2. The Perfect Couple
I came across an elderly couple who looked like they just came back from tennis practice. These two had more energy than I did on a Tuesday morning. They asked me how I was, and I told them that I was not really in the best mood as I had just made a mistake on a previous customer’s bill. They told me not to worry too much about it as we all only live once. I smiled and asked them how long they have been together. They said 54 years with the biggest grin on their faces. You would swear from the sparkle in their eyes that they were still crazy about each other. As they were leaving, I told myself a little prayer that I will also have what they have one day.
3. The Most Generous Assistant Manager Ever
While I worked as a barista for a coffee shop in a grocery store. I met a middle-aged woman whom I was truthfully intimidated by. She was stern, rarely smiled, and only ever engaged in small talk. One night, as I was closing the café, I noticed she passed by me with 2 bags full of leftover bread from the day. As my eyes followed her walking direction, the entrance doors opened, and a homeless man was waiting for her. She handed him the bags of bread, called him by his name — like she did this regularly. Then she smiled back at him and went on her way. I could barely judge a book by its cover after that.
I met an older British woman named Estelle when I worked as a sales associate for a novelty store.

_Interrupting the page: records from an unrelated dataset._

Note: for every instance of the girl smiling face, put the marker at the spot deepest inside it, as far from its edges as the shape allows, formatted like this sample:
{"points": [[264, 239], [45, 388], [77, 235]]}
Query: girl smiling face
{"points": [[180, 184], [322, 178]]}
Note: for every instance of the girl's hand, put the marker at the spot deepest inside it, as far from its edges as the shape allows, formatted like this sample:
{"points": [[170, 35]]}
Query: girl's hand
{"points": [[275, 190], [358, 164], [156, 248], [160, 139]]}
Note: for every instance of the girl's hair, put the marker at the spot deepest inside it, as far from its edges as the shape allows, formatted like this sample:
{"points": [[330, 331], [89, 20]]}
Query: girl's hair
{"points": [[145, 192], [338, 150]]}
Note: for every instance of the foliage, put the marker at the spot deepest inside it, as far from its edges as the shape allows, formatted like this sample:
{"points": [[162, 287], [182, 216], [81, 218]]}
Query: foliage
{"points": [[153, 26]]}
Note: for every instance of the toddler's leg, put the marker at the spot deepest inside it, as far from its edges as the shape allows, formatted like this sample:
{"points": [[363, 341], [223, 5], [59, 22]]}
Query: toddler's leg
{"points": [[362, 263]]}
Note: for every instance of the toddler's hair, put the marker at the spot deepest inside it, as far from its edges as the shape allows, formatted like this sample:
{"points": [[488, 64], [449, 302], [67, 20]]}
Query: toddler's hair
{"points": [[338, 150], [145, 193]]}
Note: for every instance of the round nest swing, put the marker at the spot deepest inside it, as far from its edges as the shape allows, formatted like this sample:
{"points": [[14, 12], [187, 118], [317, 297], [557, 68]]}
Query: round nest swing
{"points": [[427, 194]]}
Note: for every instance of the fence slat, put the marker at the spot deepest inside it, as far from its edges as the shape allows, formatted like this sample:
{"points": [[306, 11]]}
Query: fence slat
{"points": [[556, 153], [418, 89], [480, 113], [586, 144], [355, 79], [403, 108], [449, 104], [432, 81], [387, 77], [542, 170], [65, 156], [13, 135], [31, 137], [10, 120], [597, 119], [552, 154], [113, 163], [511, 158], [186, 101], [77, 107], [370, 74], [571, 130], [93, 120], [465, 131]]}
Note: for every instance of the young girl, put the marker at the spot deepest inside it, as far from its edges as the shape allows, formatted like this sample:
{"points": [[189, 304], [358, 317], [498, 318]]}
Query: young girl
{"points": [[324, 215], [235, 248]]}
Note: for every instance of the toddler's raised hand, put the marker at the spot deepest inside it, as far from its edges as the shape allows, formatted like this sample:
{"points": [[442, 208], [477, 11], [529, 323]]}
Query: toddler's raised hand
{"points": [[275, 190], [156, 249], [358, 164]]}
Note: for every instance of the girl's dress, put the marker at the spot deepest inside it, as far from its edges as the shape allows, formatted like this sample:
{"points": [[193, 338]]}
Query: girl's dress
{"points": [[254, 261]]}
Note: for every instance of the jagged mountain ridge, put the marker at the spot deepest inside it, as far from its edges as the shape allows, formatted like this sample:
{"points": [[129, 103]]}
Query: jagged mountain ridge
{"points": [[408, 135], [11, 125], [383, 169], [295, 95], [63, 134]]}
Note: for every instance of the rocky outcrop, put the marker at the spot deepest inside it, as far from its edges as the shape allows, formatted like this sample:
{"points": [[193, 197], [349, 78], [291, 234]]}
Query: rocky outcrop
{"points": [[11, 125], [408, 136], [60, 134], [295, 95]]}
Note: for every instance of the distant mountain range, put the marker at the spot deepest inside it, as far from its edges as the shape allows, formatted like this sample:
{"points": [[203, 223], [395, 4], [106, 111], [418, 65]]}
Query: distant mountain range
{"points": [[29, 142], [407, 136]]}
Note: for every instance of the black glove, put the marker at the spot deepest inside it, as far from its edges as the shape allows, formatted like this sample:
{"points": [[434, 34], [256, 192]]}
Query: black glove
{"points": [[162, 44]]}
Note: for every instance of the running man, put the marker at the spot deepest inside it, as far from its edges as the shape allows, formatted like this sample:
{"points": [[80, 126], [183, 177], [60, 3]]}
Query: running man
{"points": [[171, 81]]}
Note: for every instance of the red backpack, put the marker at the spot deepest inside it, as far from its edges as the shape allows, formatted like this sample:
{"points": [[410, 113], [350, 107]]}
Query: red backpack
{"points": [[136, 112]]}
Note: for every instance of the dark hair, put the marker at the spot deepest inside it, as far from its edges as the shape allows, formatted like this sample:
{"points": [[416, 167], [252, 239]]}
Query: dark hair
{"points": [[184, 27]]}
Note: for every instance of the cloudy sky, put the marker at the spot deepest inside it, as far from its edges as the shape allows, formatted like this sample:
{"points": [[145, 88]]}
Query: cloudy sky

She was inviting, kind, and so caring you would think she was your own grandmother. I met her at a time when my anxiety almost got the best of me. My manager had gone to the bathroom and I was left to take care of the store. 5 minutes go by and suddenly large groups of people are inside the store interested in possibly making a purchase. My anxiety rose as I was still alone, so my hands began to shake uncontrollably.
Estelle came into the store and approached me about a product. She noticed me trying to hide the fact my hands were shaking. She immediately held out her hand to mine and said, “It’s alright, you’re going to be alright, just breathe, love.” Estelle became the best regular after that.
As we have all been going through a crisis these past several months, and customer service is no different. One thing remains true: The world has more light than darkness. People may have a dark side, and it may seem more evident than ever before. But it is in noble moments like these that can turn it all around.